Subaggregation leads to missing data

Question in short: When executing a query with a subaggregation, why does the inner aggregation miss data in some cases?

Question in detail: I have a search query with a subaggregation (buckets in buckets) as follows:

{
    "size": 0,
    "aggs": {
        "outer_docs": {
            "terms": {"size": 20, "field": "field_1_to_aggregate_on"},
            "aggs": {
                "inner_docs": {
                    "terms": {"size": 10000, "field": "field_2_to_aggregate_on"},
                    "aggs": "things to display here"
                }
            }
        }
    }
}

If I execute this query, for some outer_docs, I receive not all inner_docs that are associated with it. In the output below, there are three inner docs for outer doc key_1.

{
    "hits": {
        "total": 9853,
        "max_score": 0.0,
        "hits": []
    },
    "aggregations": {
        "outer_docs": {
            "doc_count_error_upper_bound": -1, "sum_other_doc_count": 9801,
            "buckets": [
                {
                    "key": "key_1", "doc_count": 3,
                    "inner_docs": {
                        "doc_count_error_upper_bound": 0,
                        "sum_other_doc_count": 0,
                        "buckets": [
                            {"key": "1", "doc_count": 1, "some": "data here"},
                            ...
                            {"key": "3", "doc_count": 1, "some": "data here"},
                        ]
                    }
                },
                ...
            ]
        }
    }
}

Now, I add a query to singly select one outer_doc that would have been in the first 20 anyway.

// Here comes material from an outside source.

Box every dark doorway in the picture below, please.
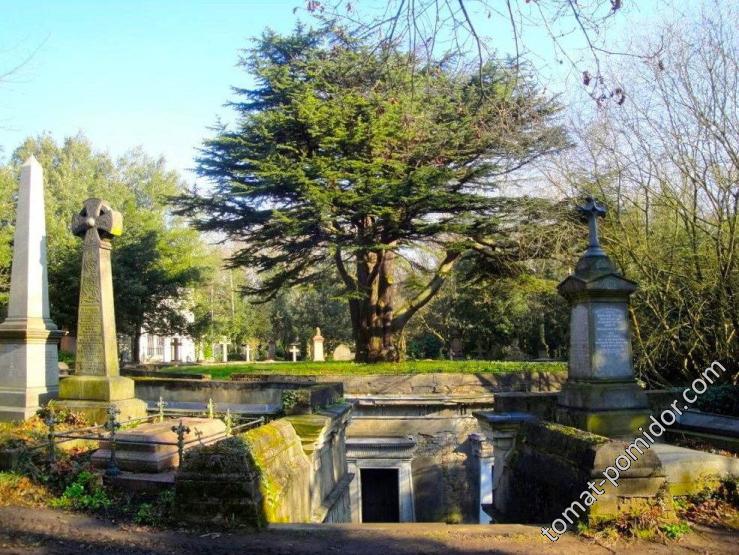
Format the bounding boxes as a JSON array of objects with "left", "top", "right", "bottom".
[{"left": 361, "top": 468, "right": 400, "bottom": 522}]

"query": {"bool": {"must": [{'term': {'field_1_to_aggregate_on': 'key_1'}}]}}

In this case, I do get all inner_docs, which are in the output below seven inner docs for outer doc key_1.

{
    "hits": {
        "total": 8,
        "max_score": 0.0,
        "hits": []
    },
    "aggregations": {
        "outer_docs": {
            "doc_count_error_upper_bound": -1, "sum_other_doc_count": 9801,
            "buckets": [
                {
                    "key": "key_1", "doc_count": 8,
                    "inner_docs": {
                        "doc_count_error_upper_bound": 0,
                        "sum_other_doc_count": 0,
                        "buckets": [
                            {"key": "1", "doc_count": 1, "some": "data here"},
                            ...
                            {"key": "7", "doc_count": 2, "some": "data here"},
                        ]
                    }
                },
                ...
            ]
        }
    }
}

I have specified explicitly that I want 10,000 inner_docs per outer_doc. What is preventing me from getting all data?

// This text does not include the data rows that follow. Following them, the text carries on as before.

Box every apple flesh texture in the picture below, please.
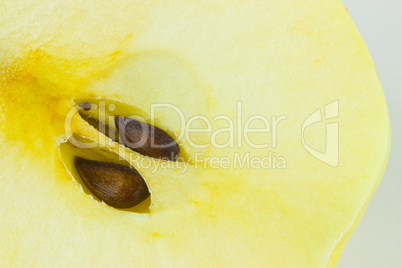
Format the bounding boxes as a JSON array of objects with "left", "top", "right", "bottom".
[{"left": 0, "top": 0, "right": 389, "bottom": 267}]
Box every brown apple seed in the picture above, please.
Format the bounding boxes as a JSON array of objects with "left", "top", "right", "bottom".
[
  {"left": 79, "top": 102, "right": 92, "bottom": 111},
  {"left": 74, "top": 157, "right": 150, "bottom": 208},
  {"left": 115, "top": 116, "right": 180, "bottom": 161}
]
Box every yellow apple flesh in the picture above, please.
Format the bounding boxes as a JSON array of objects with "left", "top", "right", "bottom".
[{"left": 0, "top": 0, "right": 390, "bottom": 267}]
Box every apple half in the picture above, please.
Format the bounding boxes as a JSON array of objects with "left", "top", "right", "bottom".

This is my version information:

{
    'build_date': '2018-09-26T13:34:09.098244Z',
    'build_flavor': 'default',
    'build_hash': '04711c2',
    'build_snapshot': False,
    'build_type': 'deb',
    'lucene_version': '7.4.0',
    'minimum_index_compatibility_version': '5.0.0',
    'minimum_wire_compatibility_version': '5.6.0',
    'number': '6.4.2'
}

EDIT: After digging a bit more, I found out that the issue was unrelated to subaggregation, but to aggregation itself and the usage of shards. I have opened this bug report for Elastic about it:

Solution

It turned out that the problem was not due to subaggregation, and that it is an actual feature of ElasticSearch. We are using 5 shards, and when using shards, aggregations only return approximate results.

We have made this problem reproducible, and posted it in the Elastic discuss forum. There, we learned that aggregations do not always return all data, with a link to the documentation where this is explained in more detail.

We also learned that using only 1 shard solves the issue, and when that is not possible, the parameter shard_size can alleviate the problem.